In order for PET biomarker findings to have a significant impact on diagnosis, they should only be used in those patients with an adequately defined clinical and cognitive profile accompanied by a high degree of suspicion of AD without meeting criteria for dementia due to probable AD (NIA-AA criteria).4 PET images are biomarkers of a pathophysiological process (amyloid deposition) or synaptic dysfunction (cortical hypometabolism). However, only the correct assessment of clinical and neuropsychological symptoms can link a nosological diagnosis to this finding. Therefore, PET studies should be requested whenever these images might support or rule out the clinically suspected aetiology and thus result in modifications to the therapeutic approach. Correct use of PET studies may help avoid costly, inadequately prescribed, and potentially harmful treatments on the one hand; on the other, it may eliminate diagnostic delays and shorten the experience, common to many patients and family members, of trying one specialist clinic after another. Timely and accurate diagnoses have important therapeutic consequences, in addition to their personal, family, and social impact.

Recommendations and consensus criteria on the use of amyloid PET studies and/or FDG are aimed at 2 clinical situations.

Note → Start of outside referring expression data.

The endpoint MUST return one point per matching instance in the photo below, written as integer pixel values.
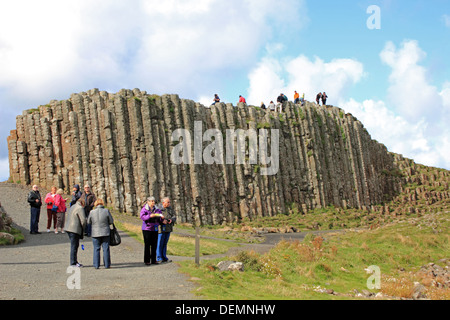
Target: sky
(389, 67)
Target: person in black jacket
(76, 194)
(35, 201)
(89, 199)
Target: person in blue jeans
(165, 229)
(100, 220)
(35, 201)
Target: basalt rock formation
(121, 144)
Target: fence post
(197, 245)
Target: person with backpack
(35, 201)
(318, 97)
(60, 202)
(89, 200)
(165, 230)
(216, 99)
(76, 221)
(296, 97)
(76, 194)
(324, 98)
(100, 219)
(280, 101)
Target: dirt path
(37, 268)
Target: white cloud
(160, 46)
(400, 135)
(414, 119)
(4, 169)
(273, 76)
(446, 19)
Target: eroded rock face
(122, 143)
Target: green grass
(18, 237)
(293, 270)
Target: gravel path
(37, 268)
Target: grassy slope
(295, 270)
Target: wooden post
(197, 245)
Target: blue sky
(396, 80)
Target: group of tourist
(280, 101)
(87, 216)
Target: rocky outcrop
(122, 145)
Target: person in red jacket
(51, 213)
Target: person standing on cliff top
(165, 229)
(76, 194)
(35, 201)
(324, 98)
(89, 200)
(318, 97)
(296, 97)
(151, 219)
(51, 212)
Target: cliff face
(122, 145)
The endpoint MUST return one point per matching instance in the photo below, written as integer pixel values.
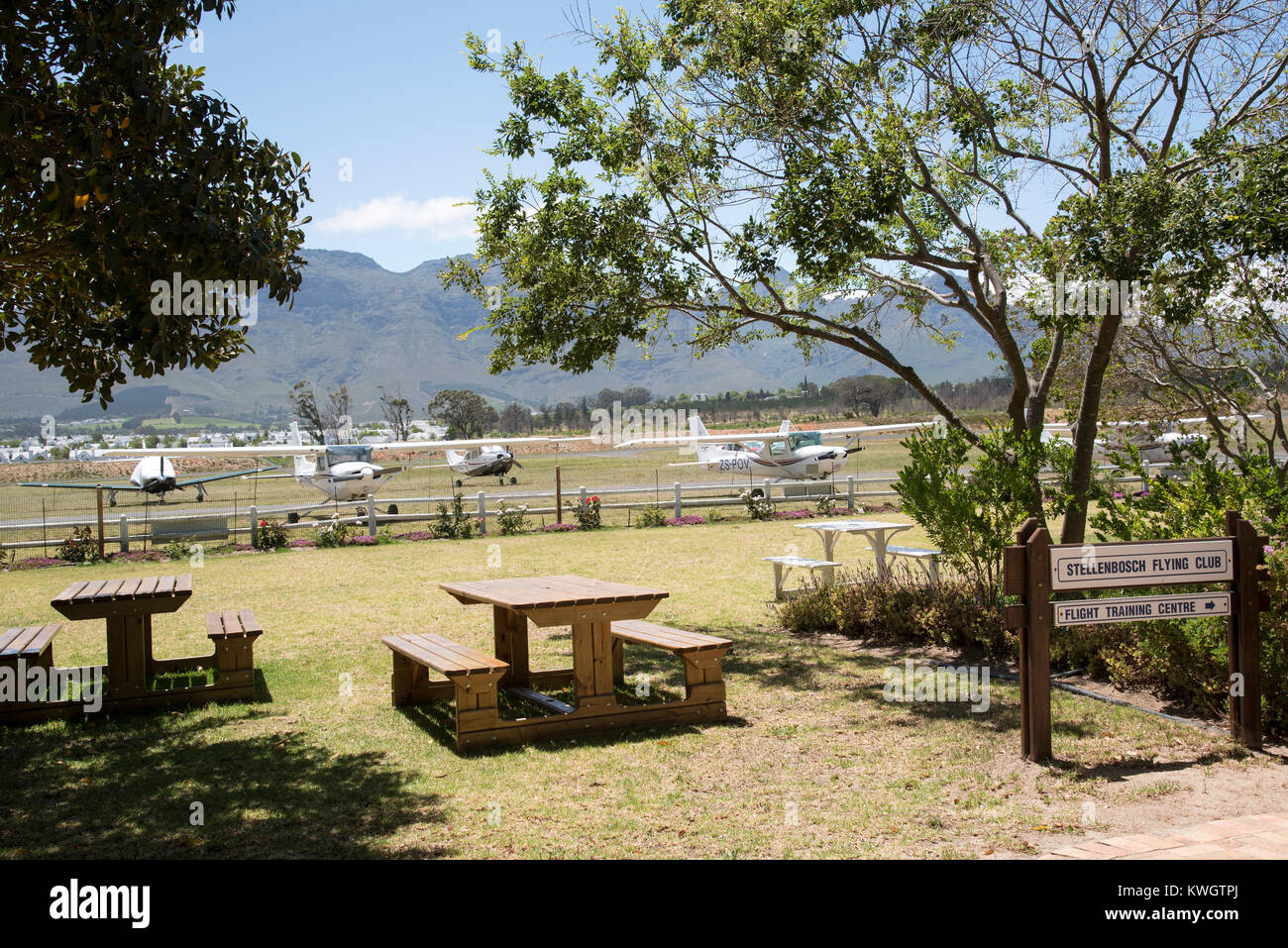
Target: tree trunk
(1085, 433)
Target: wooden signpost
(1034, 569)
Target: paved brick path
(1263, 836)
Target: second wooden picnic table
(588, 605)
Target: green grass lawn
(811, 763)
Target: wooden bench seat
(33, 647)
(233, 631)
(472, 677)
(700, 653)
(926, 559)
(785, 565)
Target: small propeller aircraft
(489, 460)
(344, 473)
(1144, 436)
(784, 455)
(154, 474)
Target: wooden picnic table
(877, 532)
(128, 607)
(601, 616)
(588, 605)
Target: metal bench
(703, 682)
(926, 559)
(785, 565)
(472, 677)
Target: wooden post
(1244, 631)
(99, 492)
(1037, 670)
(1232, 630)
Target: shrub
(333, 533)
(587, 513)
(80, 546)
(652, 517)
(179, 549)
(452, 524)
(902, 608)
(511, 518)
(270, 536)
(758, 505)
(971, 517)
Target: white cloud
(441, 218)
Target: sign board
(1167, 562)
(1089, 612)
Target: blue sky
(384, 84)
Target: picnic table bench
(923, 558)
(601, 616)
(21, 649)
(785, 565)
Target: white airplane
(1153, 446)
(489, 460)
(344, 473)
(785, 455)
(153, 474)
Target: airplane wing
(742, 437)
(223, 476)
(85, 487)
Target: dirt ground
(1175, 789)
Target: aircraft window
(805, 440)
(348, 453)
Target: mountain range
(355, 322)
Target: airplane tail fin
(698, 430)
(304, 467)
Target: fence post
(1243, 633)
(1035, 665)
(99, 492)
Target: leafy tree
(117, 170)
(892, 153)
(397, 411)
(464, 412)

First, these techniques are to be applied in cases of persistent or progressive cognitive impairment in the absence of criteria for dementia due to probable AD; here, confirming the presence of fibrillar amyloid deposits or hypometabolism with a characteristic pattern may result in a different therapeutic approach and affect the patient personally and socially. Second, PET studies should be considered in cases in which cognitive impairment has an atypical phenotype meeting criteria for possible AD (consensus criteria of the National Institute of Ageing-Alzheimer's Association [NIA-AA]),4 or for atypical or mixed AD (criteria of the Second International Working Group [IWG-2]).5 The cases referred to above fall into two different categories: those displaying early-onset cognitive impairment and those in which differential diagnosis is used to rule out other neurodegenerative entities progressing with dementia.

Several articles have shown that the information provided by brain PET studies may modify the initial clinical diagnosis, increase the degree of diagnostic certainty, or change the therapeutic approach. It may be too soon to establish whether incorporating PET studies into the diagnostic routine (under the conditions listed for appropriate use) will affect such other healthcare indicators as survival, quality of life, and degree of response to pharmacological treatment, or potentially modify progression of the disease. However, in the context of dementing diseases, establishing an accurate and timely diagnosis may not depend exclusively on the presence of a curative treatment or an effective means of modifying disease progression. As in many other diseases, a diagnosis of dementia will have implications on the personal, family, and social levels, in addition to any changes in drug treatment. We also believe that in order to develop a drug able to effectively modify AD progression, we will first have to learn how to diagnose the disease in earlier stages. In any case, using new diagnostic techniques appropriately in the clinical context of translational research will deliver that knowledge if we all promote systematic recording of information in well-structured shared-access databases. To this end, neurologists, nuclear medicine specialists, and biomarker researchers must collaborate closely.

Research has provided physicians with reliable, sensitive, and accessible diagnostic tools to complement clinical observations with data indicating presence or absence of the pathophysiological findings typical of AD, amyloidosis, or topographically compatible neurodegeneration. If patients are to benefit from these new methods, their doctors must face a twofold task: persuading healthcare authorities to approve use of these resources while ensuring appropriate and rational use of the same.